As for me—I’m supposed to be writing a book about how Down Home Ranch got started. Somehow that’s not happening. Things get to popping up here and there and the time set aside for writing the book gets filled up with other stuff on a regular basis.
So, what the heck. Sundays I won’t blog about the Ranch. Instead I’ll write about how the Ranch got started, and we’ll see where it winds up.
So here goes.
Down Home Ranch began, of course, with a big surprise.
Jerry and I were living in Austin with two of our three girls. Carolyn, the oldest, was just finishing up a Master’s degree in voice at the University of Colorado/Boulder. Martha, the middle, was halfway through her BA at the University of Texas/Austin. Janny, the baby, was just beginning Anderson High.
We lived in northeast Austin in a rambling ranch house built in the 50s on about a third of an acre. We loved our house, which was filled with plants and light, and we loved being only 15 minutes from our jobs, the University, and pretty much anywhere else we wanted to go.

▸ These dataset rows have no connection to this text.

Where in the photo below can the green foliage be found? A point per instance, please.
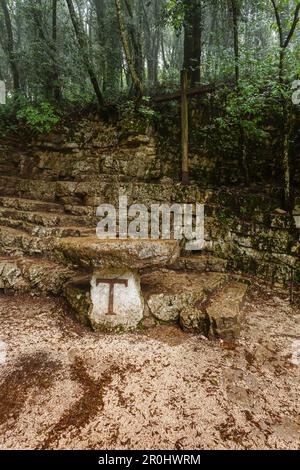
(40, 118)
(137, 119)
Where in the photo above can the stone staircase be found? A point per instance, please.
(51, 190)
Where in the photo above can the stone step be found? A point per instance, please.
(33, 274)
(30, 205)
(46, 219)
(60, 231)
(17, 241)
(65, 192)
(203, 262)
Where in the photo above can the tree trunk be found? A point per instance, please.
(10, 46)
(82, 41)
(137, 84)
(234, 10)
(193, 40)
(56, 87)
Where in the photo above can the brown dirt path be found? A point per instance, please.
(64, 387)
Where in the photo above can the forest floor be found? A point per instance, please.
(65, 387)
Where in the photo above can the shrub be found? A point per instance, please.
(40, 118)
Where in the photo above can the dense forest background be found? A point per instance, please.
(56, 54)
(71, 49)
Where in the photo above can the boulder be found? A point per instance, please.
(91, 252)
(170, 293)
(224, 311)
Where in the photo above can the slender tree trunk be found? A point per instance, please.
(56, 87)
(192, 40)
(82, 41)
(284, 44)
(137, 84)
(234, 10)
(10, 46)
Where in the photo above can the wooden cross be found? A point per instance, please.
(111, 283)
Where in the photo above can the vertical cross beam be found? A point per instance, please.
(111, 283)
(184, 128)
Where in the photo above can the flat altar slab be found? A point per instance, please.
(92, 252)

Jerry was working on his dissertation to complete his Ph.D. in Educational Administration at UT, and had a part-time job working with an outfit that placed and cared for decorative plants in commercial buildings.

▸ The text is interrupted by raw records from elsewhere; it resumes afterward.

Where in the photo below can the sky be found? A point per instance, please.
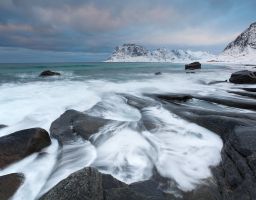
(89, 30)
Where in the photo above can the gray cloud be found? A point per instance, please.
(97, 26)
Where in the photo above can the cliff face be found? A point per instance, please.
(245, 40)
(138, 53)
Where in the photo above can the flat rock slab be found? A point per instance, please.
(20, 144)
(73, 123)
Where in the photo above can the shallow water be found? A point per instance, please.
(178, 150)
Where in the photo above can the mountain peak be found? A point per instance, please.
(137, 53)
(253, 25)
(244, 42)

I was teaching Spanish at Austin Community College and working part-time for a software company. I had completed all my course requirements for the Ph.D. in Latin American Studies at UT, and was taking some time off to consider other options before either continuing on or pursuing a different direction.
Friends were always stopping by for dinner or to play a little music. We had a big garden in the back yard and even kept chickens for eggs and amusement. Martha and I sang with the Austin Civic Chorus and both of us attended Friends Meeting (Quakers) on Sundays, where Martha took care of the little kids during Meeting for Worship. Janny generally spent the night with a friend on Saturday nights, and Jerry preferred puttering in the garden to any organized Sunday morning activities.
That year, 1983-84, I was serving as Recording Clerk of Friends Yearly Meeting. (Our local meeting was called “Monthly Meeting”, and “Yearly Meeting” took in a four-state area that met once a year around Easter for a retreat and to transact any business that needed taking care of.)
In early February of ’84, I was due to fly to Houston for a planning meeting for our upcoming Yearly Meeting, leaving around 2:00 PM in the afternoon.
I’d stayed home from work to straighten up the house and get ready for the trip. The airport was only five minutes away, and arriving half an hour before the flight would still get you on the plane in plenty of time in those days.
I was going from room to room, packing my bag and thinking about this and that, but a nagging little issue kept calling me to attention.
I was 41, and generally felt terrific since I’d stopped smoking four years before, but for the past ten days or so I’d been feeling light-headed with just a tinge of nausea that came and went throughout the day.
It was a familiar feeling from days long past, but I really didn’t think there was any chance of that. However, unlike the old days, there was a new, easy way to find out.
So I hopped in the car and drove the few blocks to the nearest pharmacy, bought a pregnancy detection kit, came back home, performed the necessary steps and set the contraption up in direct sunlight on the windowsill as directed. A positive result would be announced by a ring forming in the bottom of the tube within the first 45 minutes. No ring, no pregnancy.
As I finished getting ready for my trip, I peeked at the little tube nesting in its holder on the sill every ten minutes or so.
Each time I checked I relaxed a little more.
At 40 minutes, still nothing—big relief!
I loaded my bag in the car and went back in to leave Jerry a note on the kitchen before I left. Suddenly I remembered the gizmo in the bedroom and went back to toss it.
I went to pick it up and there, perfectly formed, appeared a distinct, dark ring in the bottom of the tube.